When I first start the pickup the steering wheel will turn easily (i.e. normal). After about one minute it becomes extremely stiff unless I am moving. So far I have done the following:

Changed the power steering pump. It was definitely bad.
Bled the system (i think). I turned the wheels back and forth about 10 times.
The belt is good and it is tight enough
The fluid levels in the reservoir are good.

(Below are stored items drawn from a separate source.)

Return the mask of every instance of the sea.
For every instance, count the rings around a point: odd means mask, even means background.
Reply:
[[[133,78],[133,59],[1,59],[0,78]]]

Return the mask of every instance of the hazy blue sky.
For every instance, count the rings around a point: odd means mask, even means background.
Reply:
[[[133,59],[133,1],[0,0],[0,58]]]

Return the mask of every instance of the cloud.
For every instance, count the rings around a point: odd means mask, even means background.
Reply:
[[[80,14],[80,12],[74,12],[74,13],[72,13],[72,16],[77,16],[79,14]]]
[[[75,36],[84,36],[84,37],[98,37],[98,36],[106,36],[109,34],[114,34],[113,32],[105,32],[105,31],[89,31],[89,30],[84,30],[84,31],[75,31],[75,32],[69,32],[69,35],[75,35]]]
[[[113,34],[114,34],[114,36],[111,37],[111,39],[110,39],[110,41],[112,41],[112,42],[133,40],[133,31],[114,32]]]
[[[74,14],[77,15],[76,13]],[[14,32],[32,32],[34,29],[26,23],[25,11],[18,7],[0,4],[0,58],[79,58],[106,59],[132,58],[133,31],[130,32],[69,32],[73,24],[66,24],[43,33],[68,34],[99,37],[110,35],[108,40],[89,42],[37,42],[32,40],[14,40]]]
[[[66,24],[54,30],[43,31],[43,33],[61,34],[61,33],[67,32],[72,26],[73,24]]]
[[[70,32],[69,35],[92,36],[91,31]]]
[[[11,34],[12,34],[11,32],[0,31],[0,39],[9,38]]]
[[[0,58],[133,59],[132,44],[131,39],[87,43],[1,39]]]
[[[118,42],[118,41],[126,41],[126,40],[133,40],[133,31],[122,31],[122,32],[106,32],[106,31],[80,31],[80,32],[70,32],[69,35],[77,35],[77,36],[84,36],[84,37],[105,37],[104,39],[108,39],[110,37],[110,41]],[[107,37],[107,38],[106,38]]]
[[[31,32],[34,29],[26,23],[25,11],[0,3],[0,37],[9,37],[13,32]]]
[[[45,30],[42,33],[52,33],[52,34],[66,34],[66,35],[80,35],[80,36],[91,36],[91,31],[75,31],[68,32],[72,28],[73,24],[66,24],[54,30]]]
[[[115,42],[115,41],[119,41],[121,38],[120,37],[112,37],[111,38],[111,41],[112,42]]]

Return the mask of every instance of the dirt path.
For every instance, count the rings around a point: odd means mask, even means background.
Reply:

Any suggestions would be very helpful 

Thank you

Woodturner


----------



## smj999smj (Jan 1, 2006)

Year of Frontier?


----------



## woodturner (Jun 28, 2012)

Sorry about that. It is a 2002


----------



## SPEEDO (Jun 9, 2003)

any of the hose's leaking? how about the rack? any noises?


----------



## woodturner (Jun 28, 2012)

SPEEDO said:


> any of the hose's leaking? how about the rack? any noises?


I don't think I have any leaking hoses. The fluid level in the reservoir is not going down. I don't hear any noises from the rack. I plan on checking all of those things again when I get off work today.


----------



## Colt (Jul 26, 2013)

Would like to know the issue. I have a similar issue on my 2001

Bob


----------



## kevinwscott (Dec 2, 2009)

Out of desperation I took the power steering pump back to Advance Auto Parts and told them it was not working right. They replaced it at no cost. The new one works great.


----------